Mon divin ange, j’apprends que tous êtes revenu à Paris : vous allez donc reprotéger Tancrède. Vous devez avoir la nouvelle leçon entre les mains ; je l’ai envoyée à Mme  Scaliger.

J’attends tout de mes anges, car les anges de ténèbres me persécutent. On m’a fait tenir une copie de Tancrède capable de déshonorer l’auteur, les comédiens, et les protecteurs, et de faire renoncer à la chevalerie et au théâtre. Il est sûr que bientôt ce détestable ouvrage sera imprimé, comme il est sûr que Pondichéry sera pris. J’imagine, mon cher ange, que vous préviendrez l’une de ces deux turpitudes ; que vous ferez jouer Tancrède, vienne la Saint-Martin ; et alors vous aurez la dédicace, que je fortifierai de quelque nouvelle outrecuidance, car il faut montrer aux sots que les philosophes ont autant d’appui que les persécuteurs des philosophes, et de meilleurs appuis.

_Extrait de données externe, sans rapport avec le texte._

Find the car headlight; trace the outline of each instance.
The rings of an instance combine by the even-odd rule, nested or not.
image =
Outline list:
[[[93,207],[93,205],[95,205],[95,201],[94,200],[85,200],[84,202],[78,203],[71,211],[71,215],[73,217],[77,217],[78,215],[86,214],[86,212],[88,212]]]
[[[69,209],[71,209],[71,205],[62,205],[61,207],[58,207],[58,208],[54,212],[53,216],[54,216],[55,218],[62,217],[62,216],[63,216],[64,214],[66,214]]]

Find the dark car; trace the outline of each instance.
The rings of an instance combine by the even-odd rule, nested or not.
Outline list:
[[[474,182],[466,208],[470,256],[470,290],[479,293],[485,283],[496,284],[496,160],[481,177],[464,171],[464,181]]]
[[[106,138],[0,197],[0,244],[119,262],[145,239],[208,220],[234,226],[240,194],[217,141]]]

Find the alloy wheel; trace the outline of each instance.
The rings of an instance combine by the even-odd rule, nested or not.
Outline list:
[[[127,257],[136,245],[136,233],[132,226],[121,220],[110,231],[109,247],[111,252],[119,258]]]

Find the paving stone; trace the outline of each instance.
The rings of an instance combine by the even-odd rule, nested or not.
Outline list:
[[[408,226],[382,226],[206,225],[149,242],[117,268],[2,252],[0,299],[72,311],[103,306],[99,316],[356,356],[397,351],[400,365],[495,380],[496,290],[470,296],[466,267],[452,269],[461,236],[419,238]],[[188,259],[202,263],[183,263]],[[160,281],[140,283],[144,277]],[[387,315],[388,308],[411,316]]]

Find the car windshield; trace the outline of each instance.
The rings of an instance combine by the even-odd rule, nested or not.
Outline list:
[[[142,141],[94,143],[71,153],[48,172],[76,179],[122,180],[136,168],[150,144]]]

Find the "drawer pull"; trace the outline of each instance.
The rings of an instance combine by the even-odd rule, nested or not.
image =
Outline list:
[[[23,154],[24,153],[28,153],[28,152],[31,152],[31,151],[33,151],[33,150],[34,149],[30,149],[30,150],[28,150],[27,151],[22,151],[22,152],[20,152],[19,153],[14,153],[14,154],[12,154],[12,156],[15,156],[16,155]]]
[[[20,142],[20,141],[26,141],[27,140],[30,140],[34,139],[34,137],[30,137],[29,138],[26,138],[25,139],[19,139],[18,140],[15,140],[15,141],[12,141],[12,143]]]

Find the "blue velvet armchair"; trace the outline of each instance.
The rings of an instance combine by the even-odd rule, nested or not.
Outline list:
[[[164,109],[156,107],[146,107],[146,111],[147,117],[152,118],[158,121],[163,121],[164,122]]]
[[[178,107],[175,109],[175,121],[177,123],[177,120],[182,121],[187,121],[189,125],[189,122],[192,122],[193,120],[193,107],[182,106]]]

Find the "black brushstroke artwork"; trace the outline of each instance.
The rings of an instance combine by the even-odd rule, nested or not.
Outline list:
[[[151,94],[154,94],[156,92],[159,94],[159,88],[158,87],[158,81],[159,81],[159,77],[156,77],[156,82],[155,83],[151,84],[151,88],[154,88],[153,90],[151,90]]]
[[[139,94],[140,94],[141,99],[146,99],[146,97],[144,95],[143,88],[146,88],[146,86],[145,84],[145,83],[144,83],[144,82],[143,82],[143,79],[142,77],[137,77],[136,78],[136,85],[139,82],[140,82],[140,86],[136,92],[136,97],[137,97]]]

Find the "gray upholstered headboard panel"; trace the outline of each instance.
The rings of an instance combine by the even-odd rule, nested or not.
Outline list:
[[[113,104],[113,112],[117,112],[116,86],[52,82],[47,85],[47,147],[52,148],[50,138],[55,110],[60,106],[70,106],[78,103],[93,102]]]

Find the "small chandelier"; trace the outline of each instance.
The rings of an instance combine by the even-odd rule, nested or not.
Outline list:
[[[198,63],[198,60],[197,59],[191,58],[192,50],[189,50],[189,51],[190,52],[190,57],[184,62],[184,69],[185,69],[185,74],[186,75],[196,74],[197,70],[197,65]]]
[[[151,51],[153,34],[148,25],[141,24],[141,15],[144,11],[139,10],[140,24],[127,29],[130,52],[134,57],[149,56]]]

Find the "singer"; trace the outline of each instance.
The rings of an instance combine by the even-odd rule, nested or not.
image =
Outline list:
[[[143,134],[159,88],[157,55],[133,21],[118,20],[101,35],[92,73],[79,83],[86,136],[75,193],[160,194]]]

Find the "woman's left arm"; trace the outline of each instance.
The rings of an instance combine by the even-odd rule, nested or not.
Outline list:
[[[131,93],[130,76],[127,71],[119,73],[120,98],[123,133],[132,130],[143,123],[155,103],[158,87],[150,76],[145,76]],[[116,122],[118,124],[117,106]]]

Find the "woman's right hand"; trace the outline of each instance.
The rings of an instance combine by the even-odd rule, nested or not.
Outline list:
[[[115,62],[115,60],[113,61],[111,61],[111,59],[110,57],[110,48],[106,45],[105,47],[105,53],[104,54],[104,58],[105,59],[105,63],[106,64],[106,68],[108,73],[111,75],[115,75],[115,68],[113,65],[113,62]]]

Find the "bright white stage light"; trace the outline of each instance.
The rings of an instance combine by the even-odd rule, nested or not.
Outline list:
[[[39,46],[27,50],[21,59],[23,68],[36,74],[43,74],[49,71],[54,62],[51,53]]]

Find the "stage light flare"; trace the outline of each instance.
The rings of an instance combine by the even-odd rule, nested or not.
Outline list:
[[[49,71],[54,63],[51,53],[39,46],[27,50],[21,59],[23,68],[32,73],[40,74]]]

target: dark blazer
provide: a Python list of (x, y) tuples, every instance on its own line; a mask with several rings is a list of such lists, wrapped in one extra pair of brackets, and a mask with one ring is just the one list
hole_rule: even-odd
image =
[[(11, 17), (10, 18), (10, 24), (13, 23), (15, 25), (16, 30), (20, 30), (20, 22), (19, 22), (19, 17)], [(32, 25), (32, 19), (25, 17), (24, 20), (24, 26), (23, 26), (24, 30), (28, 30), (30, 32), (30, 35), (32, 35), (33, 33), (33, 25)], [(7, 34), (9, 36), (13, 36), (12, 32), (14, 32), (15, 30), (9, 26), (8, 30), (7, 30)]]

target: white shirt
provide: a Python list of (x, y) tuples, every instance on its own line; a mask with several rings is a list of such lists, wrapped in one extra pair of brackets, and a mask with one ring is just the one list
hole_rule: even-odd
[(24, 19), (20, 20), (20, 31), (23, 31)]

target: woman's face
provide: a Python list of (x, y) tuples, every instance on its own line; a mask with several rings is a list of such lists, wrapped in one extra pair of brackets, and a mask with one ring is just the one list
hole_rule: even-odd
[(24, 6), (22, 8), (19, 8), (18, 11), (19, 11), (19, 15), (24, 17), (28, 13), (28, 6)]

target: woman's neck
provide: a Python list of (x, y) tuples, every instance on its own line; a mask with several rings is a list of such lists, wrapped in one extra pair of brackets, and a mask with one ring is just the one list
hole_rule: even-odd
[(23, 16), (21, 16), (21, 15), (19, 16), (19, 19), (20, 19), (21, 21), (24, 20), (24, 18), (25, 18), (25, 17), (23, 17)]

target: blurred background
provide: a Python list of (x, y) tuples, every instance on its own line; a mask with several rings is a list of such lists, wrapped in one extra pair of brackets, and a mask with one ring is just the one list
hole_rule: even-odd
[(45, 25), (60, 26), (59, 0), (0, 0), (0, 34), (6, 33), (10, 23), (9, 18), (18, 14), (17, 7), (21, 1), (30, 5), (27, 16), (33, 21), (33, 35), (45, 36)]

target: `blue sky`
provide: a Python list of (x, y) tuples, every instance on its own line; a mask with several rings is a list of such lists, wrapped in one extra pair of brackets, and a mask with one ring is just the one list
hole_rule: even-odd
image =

Il est donc arrivé malheur au Pierre des Cramer. Ils l’avaient mis sous la protection de M.  de Malesherbes, et on l’a fait moisir à la chambre syndicale, en attendant qu’on l’eût contrefait. On assure que Moncrif avait été nommé pour examinateur de l’Histoire de Russie. L’auteur des Chats[1] n’est pas trop fait pour juger Pierre le Grand ; il y a loin de sa gouttière au Volga et au Jaïk. Ces petites aventures ne me réconcilient pas avec la bonne ville.


Adieu ; je reviendrai quand ils seront changés[2].


Je ne peux, mon cher ange, m’empêcher de vous répéter ce que j’ai dit à Mme  Scaliger de l’effet prodigieux que Mme  Denis a fait dans Fanime. Nota bene que vous aurez cette Fanime quand il vous plaira. Je vous supplierai de me renvoyer cette dernière copie avec la première, la plus ancienne de toutes : car il faut confronter, et quand il n’y aurait qu’un vers heureux à se voler à soi-même, il ne faut rien négliger ; les vieillards sont un peu avares.

Ai-je dit à Mme  d’Argenlal que nous avions joué Fanime devant le fils d’Omerr de Fleury ? Cela nous porta malheur ; elle fut mal jouée ce jour-là ; cependant elle fit assez d’effet.

  1. Allusion à l’Histoire des chats, qui avait valu à Moncrif le litre d’historiogriffe
  2. Dernier vers du Russe à Paris ; voyez tome X.